While discounts vary per insurance company, typical condo insurance discounts are multi-policy (condo and auto), claims free, non-smoker, and security discounts. Look closely at your policy to see if you or your condo qualifies for any possible discounts.
Insurance companies see things like mold and general disrepair as liabilities and will charge you accordingly for them. As a condo owner, it is important to maintain its structural integrity to ensure your premiums don’t climb unnecessarily.
Your lender may require you to have condo insurance even if your unit is already covered under an HOA or master policy. HOA policies — whether your condo association has all-in or bare-walls coverage — leave many gaps when it comes to coverage for your personal property, liability, additional living expenses, loss assessment, and medical payment to others. Generally, these master policies only cover exterior structures, common areas, and only sometimes covers specific original items built-in inside the unit — like paint, carpet, and fixtures.

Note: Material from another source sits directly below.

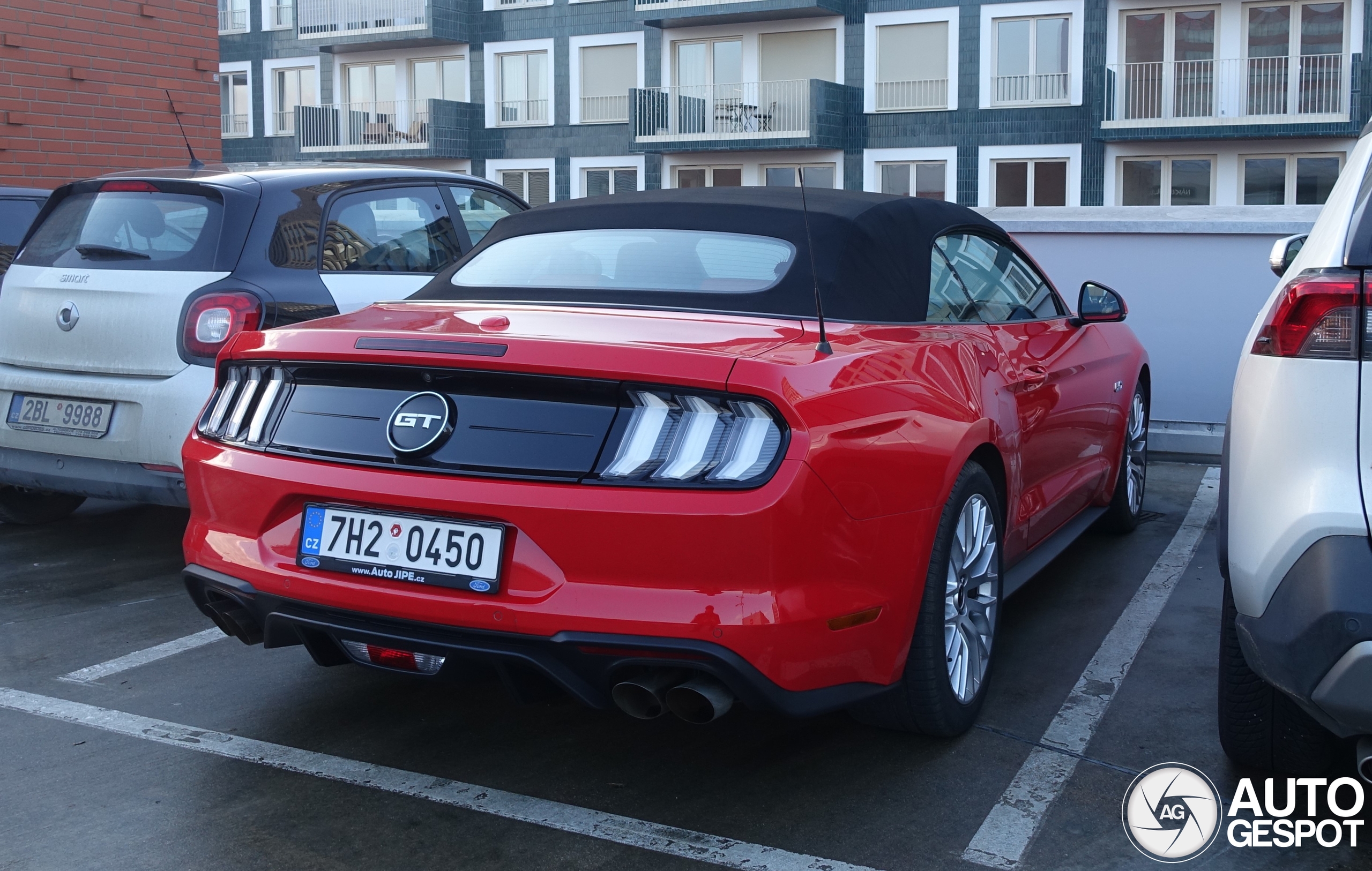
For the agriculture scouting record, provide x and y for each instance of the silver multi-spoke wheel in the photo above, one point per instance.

Unlike auto insurance, there is no legal mandate that requires condo insurance. But like renters and homeowners insurance, it's reassuring to have a level of coverage that personally protects you and your property. It's important to understand that your condo's master policy does not cover your personal belongings — so if you're worried about potential perils causing damage to your condo, it's simply a smart decision to opt for the additional layer of coverage that a separate condo policy delivers.